En clair, la police du patrimoine a dit non à ce projet suivant l’article L 631-30 du Code du patrimoine avec l’argument de « la protection au titre des abords » qui « s’applique à tout immeuble, bâti ou non bâti, visible du monument historique ou visible en même temps que lui et situé à moins de cinq cents mètres de celui-ci ». Quand la police du patrimoine dit non, la mairie doit respecter cet avis, c’est comme ça, c’est la loi. On dit de cet avis qu’il est ‘’conforme’’, en opposition à un ‘’avis simple’’ dans les cas où les bâtiments ne sont pas visibles avec un monument historique. Alors Sophie Aspord, l’adjointe à l’urbanisme de la ville d’Arles, a tout simplement fait ce qu’elle a l’habitude de faire, ce qu’elle doit faire dans ces cas : elle signe un refus de permis de construire le 9 juin 2023. Conformément à l’avis de l’architecte des bâtiments de France.

Par la main du maire

D’habitude, l’histoire s’arrête là, mais pas celle-ci. Sans savoir pourquoi, avant même que le promoteur du projet ne poste un recours gracieux (il le fera le 10 août), Frédéric Aubanton, le chef de l’Unité départementale et du patrimoine (Udap) des Bouches-du-Rhône, vient au chevet des élus d’Arles pour s’intéresser au projet. M. Aubanton, c’est le chef de l’ABF d’Arles, Olivier Blanc, qui a rendu un avis défavorable. Le 4 juillet 2023 il vient donc « constater, sur le terrain, au sol et après ascension du remblai de l’ancienne voie ferrée désaffectée, l’absence de covisibilité du projet avec l’ancienne verrerie ». C’est ce que note noir sur blanc l’arrêté du ‘’retrait du refus de permis de construire’’ signé par la main du maire le 6 octobre 2023. « Dans ces circonstances, l’avis rendu par Olivier Blanc, ABF de l’antenne d’Arles au titre des abords, doit être considéré comme un avis simple et non comme un avis conforme liant l’autorité compétente ». Sauf qu’hormis ces deux phrases laconiques : rien. Pas de rapport, pas une photo, pas un schéma, pas une lettre de Frédéric Aubanton pour attester cette réalité et argumenter le changement de position. Seulement quelques lignes dans un arrêté municipal signé par Patrick de Carolis trois mois plus tard. Un peu rapide, un peu facile. Surtout que c’est sur cette base que le permis est finalement accordé par le maire – lui-même – le 9 octobre. Pour l’adjointe à l’urbanisme qui n’a pas voulu signer, la raison est simple : « Je suis l’avis de l’architecte des bâtiments de France, le projet en question ne répondait pas vraiment à ce qu’on peut faire au sein de ce quartier-là. Donc j’ai signé un refus. Après l’histoire… ce n’est pas moi », se défend poliment Sophie Aspord, renvoyant la responsabilité vers le maire. Toujours est-il que le permis signé est ensuite affiché sur place et le projet fait rapidement scandale. Les riverains s’unissent et décident de porter l’affaire en justice.

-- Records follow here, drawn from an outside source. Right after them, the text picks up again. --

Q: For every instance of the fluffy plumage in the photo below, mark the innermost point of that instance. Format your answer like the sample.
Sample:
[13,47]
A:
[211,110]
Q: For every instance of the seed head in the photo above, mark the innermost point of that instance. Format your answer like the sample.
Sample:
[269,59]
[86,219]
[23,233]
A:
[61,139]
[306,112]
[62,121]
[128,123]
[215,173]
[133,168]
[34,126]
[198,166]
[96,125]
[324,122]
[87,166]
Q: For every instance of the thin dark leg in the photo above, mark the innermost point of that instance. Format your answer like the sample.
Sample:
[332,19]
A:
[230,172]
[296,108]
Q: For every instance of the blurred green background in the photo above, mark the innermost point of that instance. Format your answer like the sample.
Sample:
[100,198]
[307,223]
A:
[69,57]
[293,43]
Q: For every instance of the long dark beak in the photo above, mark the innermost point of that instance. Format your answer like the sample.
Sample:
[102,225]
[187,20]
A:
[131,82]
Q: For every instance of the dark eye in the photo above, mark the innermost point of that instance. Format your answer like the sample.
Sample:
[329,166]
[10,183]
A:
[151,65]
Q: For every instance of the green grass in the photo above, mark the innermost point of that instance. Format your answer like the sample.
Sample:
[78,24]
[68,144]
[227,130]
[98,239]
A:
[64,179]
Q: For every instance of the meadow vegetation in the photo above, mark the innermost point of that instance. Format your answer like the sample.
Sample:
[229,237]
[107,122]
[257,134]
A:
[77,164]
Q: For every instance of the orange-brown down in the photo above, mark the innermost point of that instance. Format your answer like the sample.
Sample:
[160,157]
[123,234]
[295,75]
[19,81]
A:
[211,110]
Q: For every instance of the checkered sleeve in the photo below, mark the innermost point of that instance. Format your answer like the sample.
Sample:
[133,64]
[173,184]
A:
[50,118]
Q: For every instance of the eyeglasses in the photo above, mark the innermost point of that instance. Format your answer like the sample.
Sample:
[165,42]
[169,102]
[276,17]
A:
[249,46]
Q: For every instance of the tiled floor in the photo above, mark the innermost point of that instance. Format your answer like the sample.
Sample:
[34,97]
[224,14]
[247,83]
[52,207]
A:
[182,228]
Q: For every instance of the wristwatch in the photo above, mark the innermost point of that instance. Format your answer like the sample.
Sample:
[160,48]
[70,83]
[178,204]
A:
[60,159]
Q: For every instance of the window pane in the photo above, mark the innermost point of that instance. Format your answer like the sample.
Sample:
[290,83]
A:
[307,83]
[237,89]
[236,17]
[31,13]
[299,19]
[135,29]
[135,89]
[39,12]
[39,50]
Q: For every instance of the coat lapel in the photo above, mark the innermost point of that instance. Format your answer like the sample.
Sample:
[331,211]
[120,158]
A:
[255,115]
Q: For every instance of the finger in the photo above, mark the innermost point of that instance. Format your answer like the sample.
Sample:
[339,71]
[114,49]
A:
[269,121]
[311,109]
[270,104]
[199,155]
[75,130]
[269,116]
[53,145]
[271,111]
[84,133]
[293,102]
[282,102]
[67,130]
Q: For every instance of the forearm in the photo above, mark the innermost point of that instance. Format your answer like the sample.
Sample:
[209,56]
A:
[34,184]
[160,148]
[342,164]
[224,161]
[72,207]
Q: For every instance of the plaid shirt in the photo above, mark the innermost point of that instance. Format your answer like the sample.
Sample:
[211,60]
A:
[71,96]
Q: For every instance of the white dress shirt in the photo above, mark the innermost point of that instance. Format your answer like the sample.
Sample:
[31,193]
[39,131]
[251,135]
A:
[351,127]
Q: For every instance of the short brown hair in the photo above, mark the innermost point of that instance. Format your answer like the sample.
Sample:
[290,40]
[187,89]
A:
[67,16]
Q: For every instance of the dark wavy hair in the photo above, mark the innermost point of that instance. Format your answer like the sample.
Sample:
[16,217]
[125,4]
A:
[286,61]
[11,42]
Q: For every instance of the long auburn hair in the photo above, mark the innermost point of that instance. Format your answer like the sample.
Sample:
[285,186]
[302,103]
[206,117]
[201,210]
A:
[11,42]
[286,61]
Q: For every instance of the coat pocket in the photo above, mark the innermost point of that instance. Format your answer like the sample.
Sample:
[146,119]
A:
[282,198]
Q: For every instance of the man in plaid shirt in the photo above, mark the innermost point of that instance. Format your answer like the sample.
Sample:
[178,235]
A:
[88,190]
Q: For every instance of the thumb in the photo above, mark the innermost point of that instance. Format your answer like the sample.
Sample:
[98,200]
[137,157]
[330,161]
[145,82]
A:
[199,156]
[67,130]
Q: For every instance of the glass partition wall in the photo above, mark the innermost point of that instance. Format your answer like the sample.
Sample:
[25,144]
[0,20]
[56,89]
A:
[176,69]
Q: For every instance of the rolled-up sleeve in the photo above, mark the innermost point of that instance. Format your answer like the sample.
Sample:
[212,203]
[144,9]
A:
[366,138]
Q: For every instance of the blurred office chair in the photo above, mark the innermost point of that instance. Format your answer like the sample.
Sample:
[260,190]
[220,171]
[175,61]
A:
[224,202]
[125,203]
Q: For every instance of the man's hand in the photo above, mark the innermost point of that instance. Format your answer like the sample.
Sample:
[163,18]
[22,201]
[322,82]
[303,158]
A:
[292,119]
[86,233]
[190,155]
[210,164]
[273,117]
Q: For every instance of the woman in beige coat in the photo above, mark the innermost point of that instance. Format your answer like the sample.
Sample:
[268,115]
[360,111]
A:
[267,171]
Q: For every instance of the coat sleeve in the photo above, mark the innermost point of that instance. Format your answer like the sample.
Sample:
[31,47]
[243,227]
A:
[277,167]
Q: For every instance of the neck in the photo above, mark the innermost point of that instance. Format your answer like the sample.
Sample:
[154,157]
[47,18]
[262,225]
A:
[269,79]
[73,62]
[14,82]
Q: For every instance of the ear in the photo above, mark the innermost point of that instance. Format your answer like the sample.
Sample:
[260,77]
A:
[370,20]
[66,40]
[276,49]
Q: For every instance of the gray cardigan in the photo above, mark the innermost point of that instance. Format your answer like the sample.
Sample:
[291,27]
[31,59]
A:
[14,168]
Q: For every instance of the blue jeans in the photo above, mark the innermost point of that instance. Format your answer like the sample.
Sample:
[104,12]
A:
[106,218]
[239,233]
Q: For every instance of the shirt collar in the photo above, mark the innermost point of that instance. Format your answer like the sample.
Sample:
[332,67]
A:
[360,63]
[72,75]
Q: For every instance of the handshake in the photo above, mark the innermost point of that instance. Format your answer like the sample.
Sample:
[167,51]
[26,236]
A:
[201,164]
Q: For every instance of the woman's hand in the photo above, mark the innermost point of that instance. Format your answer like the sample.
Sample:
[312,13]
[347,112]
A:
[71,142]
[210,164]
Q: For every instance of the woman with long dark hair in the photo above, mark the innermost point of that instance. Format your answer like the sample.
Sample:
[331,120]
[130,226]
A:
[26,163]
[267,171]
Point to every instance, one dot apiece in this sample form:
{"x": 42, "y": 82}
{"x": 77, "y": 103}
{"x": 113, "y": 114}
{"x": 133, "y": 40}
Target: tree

Contourner l’avis réglementaire

« C’est la première fois que je suis confrontée à une telle situation », remarque Maître Jessica Jouan, l’avocate spécialisée dans les affaires d’urbanisme choisie par les riverains. « Je m’étonne des raisons qui, en droit, ont motivé le changement d’avis de l’ABF, qui n’a pas rendu de nouvel avis (écrit) suite à cette visite du 4 juillet. » En résumé, un permis reçoit un avis négatif de l’ABF d’Arles, à cause d’une covisibilité avec un monument, l’adjointe à l’urbanisme refuse donc le permis. Sans même que le promoteur ne demande par écrit une révision de son dossier, quelqu’un demande au chef de l’ABF de revoir la situation. Sans laisser de trace écrite, le chef déjuge son ABF, ce qui permet au maire d’Arles de valider le projet de sa main puisque l’adjointe à l’urbanisme ne le cautionne pas. En clair, Patrick de Carolis a forcé pour faire passer un projet architecturalement refusé par l’architecte des bâtiments de France, en signant de sa main un permis à l’issue d’une procédure pour le moins surprenante.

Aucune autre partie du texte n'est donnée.